Can TCP use bandwidth available in long latency High bandwidth Paths?

20020124 Bologna
Antony Antony <Antony@nikhef.nl>

How end hosts can utilize (all) bandwidth fairly.

Paths with round trip time ~100msec or more bandwidth > 100 Mb

Current approaches, higher socket size, parallel streams.

Available Capacity on bottle neck link. 110Mbit (MRTG 5minAvg)
http://m-s-wh-mrtg.fnal.gov/r-x-esnet/r-x-esnet.port5-0-0.html

NIKHEF -> FNAL one stream 4-12Mb Using iperf, 2-4MBytes
Linearly increases with number of streams upto 70-80Mbit

A tuned stack can get about 4-8Mb per flow using iperf.

|----------------------------------110msec 110Mbit----------------------------------------------|
NIKHEF--------------------------+--SURFNet------+----ESNet-----+------FNAL
keeshond.nikhef.nl ------1G--+---622M----------+------155-------+-----d0test.fnal.gov

2CPU 2GB RAM
SK943 GigE 64bit/66MHz
Linux 2.4.9 with Web100 and
Locally modified TCP

SGI 16CPU, 8GB RAM
GigE Card
IRIX 6.5 can modify Socket size

Current Work @NIKHEF/UvA:

Optimizing Sender Side TCP Stack on Linux 2.4.9 Web100 enabled Kernel.

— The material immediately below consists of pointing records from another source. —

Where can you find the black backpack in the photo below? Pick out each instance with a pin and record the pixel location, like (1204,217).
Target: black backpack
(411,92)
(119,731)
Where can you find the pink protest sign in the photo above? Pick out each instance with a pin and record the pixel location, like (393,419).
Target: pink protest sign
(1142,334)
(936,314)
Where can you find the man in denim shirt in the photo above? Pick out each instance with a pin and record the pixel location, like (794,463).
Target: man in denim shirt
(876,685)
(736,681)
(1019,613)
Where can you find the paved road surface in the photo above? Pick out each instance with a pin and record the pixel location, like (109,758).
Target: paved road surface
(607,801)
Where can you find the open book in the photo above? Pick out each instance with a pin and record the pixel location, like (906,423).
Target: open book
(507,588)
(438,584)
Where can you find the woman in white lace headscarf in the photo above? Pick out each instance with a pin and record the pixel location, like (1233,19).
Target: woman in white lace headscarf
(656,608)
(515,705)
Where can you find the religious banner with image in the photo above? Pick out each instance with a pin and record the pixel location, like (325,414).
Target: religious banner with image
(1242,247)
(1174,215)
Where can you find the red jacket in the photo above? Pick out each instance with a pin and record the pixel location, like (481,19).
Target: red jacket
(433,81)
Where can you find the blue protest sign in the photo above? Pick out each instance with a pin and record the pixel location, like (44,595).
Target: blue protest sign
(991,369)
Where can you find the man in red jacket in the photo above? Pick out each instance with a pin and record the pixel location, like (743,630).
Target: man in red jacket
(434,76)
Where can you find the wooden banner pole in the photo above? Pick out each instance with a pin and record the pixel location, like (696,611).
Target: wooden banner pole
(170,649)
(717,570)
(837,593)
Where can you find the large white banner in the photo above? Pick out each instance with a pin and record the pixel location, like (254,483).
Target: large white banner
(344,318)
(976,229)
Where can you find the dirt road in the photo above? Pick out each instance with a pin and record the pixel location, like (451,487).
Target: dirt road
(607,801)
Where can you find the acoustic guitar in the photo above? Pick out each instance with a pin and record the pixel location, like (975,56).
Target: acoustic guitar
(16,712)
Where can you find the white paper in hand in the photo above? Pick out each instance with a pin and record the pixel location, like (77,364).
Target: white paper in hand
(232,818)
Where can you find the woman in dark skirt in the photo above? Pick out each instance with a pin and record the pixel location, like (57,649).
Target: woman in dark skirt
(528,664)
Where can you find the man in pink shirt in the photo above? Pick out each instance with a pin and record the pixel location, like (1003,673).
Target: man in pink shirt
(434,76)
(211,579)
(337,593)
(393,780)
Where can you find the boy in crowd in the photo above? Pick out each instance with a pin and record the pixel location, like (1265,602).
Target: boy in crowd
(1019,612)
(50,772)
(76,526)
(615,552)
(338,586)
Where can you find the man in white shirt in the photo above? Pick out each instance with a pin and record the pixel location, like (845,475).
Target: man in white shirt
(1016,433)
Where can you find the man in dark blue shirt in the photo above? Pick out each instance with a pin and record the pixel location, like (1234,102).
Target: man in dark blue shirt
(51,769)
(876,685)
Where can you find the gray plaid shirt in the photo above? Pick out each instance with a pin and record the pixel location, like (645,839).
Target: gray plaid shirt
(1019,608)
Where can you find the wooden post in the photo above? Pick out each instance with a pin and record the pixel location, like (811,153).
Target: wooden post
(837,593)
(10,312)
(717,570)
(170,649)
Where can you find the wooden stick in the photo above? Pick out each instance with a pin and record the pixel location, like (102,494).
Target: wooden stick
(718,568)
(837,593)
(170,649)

Started toy with these idea since Oct 2001.
Initial code taken from Sylvain Ravot.

Avoid Slow Start.
Increase CWnd faster than one packet/RTT after congestion Avoidance
Artificial Max limit CWnd to avoid .

Avoid cases where CWnd is reduced drastically.

Get upto 50-55Mb per flow and two flows could get upto 100-110Mb

Advantage:
More Effective utilization of Bandwidth.

Disadvantage

Need to estimate the available bandwidth prior to starting secession.

Conventional wisdom : May be unfriendly to other TCP flows ?
We don't see this in our experiments. 2 Hosts with modified Kernel
and unmodified kernel fairly Share the bandwidth.

UvA - Alaska : 160Mbits Max (Limited by socket sizes 4Mbyte) 198msec RTT
     Linux (2.2.x)       - Linux(2.2.x)   ~ 40 drop after Congestion Avoidance
     SUN Solaris       -   Linux(2.2.x)   ~160 drops down to 40Mbit after congestion
     Keeshond(2.4.9) - Linux(2.2.x)   ~160 Consistent

Alaska - UvA
     Linux(2.2.x)         - SUN Solaris ~160Mb
                  Duration 20 Sec
                  Slow start
                  drops to ~ 40Mb after first packet loss.
                  Out of order packets             501/114702 0.44%
                  Retransmitted packet           103/114702 0.08%

     Linux(2.2.x)         - Linux(2.{2,4}) 40 - 60 Mbit
                 Durtation 96 Sec
                    No slow start.
                 Rapid increase of OWind (estimated CWnd) bring to congestion avoidance
                 Out of order pkts:                    296/120977   0.24
                 Retransmitted packet            530/120977   0.44%

Observation: receiver OS does make a difference ?

Future Work:

Make current modifications into a kernel module.

Use modified TCP algorithms only for specific destination
(initially to be implemented via proc interface)

Need More testing sites with 100msec RTT , bandwidth 200Mbit - 900Mbit

Monitor with in presence of artifically injected large number(100s) of small(1Mb) flows

Volunteers to run iperf/gridftp , run experimental kernel code ?

Other Solutions ECN! Linux has experimental support,
Routers don't support now ( May Need HW and SW upgrade for routers with high Packets per Sec)

Conclusion:

It is observed that TCP can't use high Bandwidth available in long latency high bandwidth paths with background Traffic
due artifacts congestion avoidence methods.

Congestion avoidence algorithms should be considerate to high throughput Flows.